CVE-2025-50454: Blue Access Cobalt X1 Authentication Bypass

Release Notes

Affected Versions

<=02.000.187

Remediated Version

02.000.195

Introduction

I recently came across an interesting authentication bypass vulnerability in some vendor software that controls badge-accessed door locks in commercial buildings. The software is called Cobalt X1, created by the vendor Blue Access. The discovery of this vulnerability came as a result of a sanctioned penetration test I was performing. I was able to exploit the vulnerability, which resulted in full administrative access to the application, effectively controlling all doors and employee badge access to this specific building.

Technical Details

When presented with a login page during a pentest, I typically begin as anyone would, with attempting to login using common credentials. Even when mostly unsuccessful, I can still observe the login behavior and potentially enumerate more information during this process. When observing the http response for the invalid login attempt, I noticed that it contained a bearer token in the body, which showed the “userName” property as “admin”, the username I had entered. I then attempted to access the “redirect” url in the token: ‘/cobalt/main’. I was now on the main dashboard of the Cobalt X1 application, logged in as “admin”. Looking at the token response from my initial invalid login, this is indeed a valid token for the admin user account. However, without force browsing to the dashboard url, this would simply go unnoticed.

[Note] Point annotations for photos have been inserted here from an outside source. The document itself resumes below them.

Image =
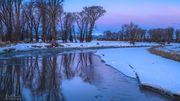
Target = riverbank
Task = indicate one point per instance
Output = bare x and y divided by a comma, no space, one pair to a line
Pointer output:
20,47
154,72
170,52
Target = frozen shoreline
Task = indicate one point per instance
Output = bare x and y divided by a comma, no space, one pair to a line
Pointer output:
154,72
21,47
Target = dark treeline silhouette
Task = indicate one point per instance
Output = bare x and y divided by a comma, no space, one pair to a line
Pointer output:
32,20
132,33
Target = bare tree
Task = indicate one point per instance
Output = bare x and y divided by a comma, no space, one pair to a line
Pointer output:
93,14
42,6
55,8
6,9
81,21
17,7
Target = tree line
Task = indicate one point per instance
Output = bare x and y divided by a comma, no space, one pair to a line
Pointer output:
133,33
35,20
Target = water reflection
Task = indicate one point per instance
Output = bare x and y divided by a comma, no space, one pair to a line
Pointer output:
56,78
40,77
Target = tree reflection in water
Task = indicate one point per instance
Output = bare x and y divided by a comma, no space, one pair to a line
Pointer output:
39,78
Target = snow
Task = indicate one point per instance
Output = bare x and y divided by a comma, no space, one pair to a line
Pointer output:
152,70
173,48
93,44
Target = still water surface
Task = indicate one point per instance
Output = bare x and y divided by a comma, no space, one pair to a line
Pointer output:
71,76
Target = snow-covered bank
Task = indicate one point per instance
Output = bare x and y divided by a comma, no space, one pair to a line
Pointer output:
152,70
93,44
174,48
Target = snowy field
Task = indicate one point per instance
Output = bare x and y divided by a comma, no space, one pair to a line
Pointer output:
152,70
32,46
174,48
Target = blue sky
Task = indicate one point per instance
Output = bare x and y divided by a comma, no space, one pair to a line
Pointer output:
145,13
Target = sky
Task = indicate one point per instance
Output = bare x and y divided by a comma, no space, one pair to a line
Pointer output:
146,13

Redacted login POST response:

Attacker Value

When thinking about physical security, I think of security guards, RFID badges, and revolving doors. What I don’t think about is all of that being bypassed by a poor authentication implementation in a vendor’s badge access software. This exploit, while easily identified, poses pretty detrimental consequences in the wrong hands. (Think removing all employee badge access and completely locking down a hospital in exchange for a ransom…) I don’t know the extent to which this software is widely used, but I know for the implementations I was testing, it could easily have similarly awful consequences.

Disclosure

This vulnerability was disclosed to Blue Access, who immediately released a remediated patch in version 02.000.195.